Did Vicarious Solve the Cocktail Party Problem?
There is something a little weird about Vicarious's recent announcement in which they claim to have developed a machine learning program that can solve CAPTCHAs at 90% accuracy. What is interesting, from my vantage point, is that some CAPTCHAs print irrelevant words behind the actual text to be recognized. Paypal, for example, displays copies of the word 'PayPal' behind the CAPTCHA text. Take a look at this CAPTCHA, which Vicarious claims to be able to solve.

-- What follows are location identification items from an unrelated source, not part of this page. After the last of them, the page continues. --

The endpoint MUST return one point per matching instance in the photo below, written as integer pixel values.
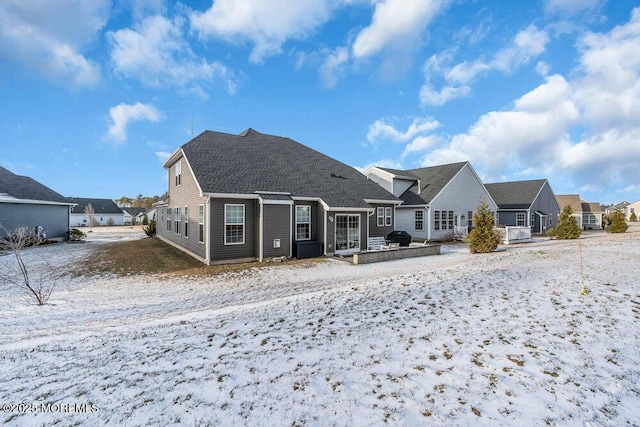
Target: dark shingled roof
(515, 194)
(432, 180)
(254, 162)
(25, 188)
(100, 206)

Quick and dirty techniques such as thresholding can be used to reduce or eliminate background noise but that would be cheating. Is this what Vicarious is using here? I don't know but it would seem that thresholding would not work very well in this case unless you knew in advance what to look for. This means that, if we are to believe their claim, Vicarious's AI program is sophisticated enough to be able to focus on certain things while ignoring others. Wow. Really? Are we to understand that Vicarious solved a visual analog of the cocktail party problem, which is essentially the ability to pay attention to one object within a group of many others? If the answer is yes, it would be a monumental breakthrough because this is one of the hardest unsolved problems in computer science. Even so, the question becomes, how can the program tell which letters in the picture are relevant and which are not? There is something either fishy or missing in this story.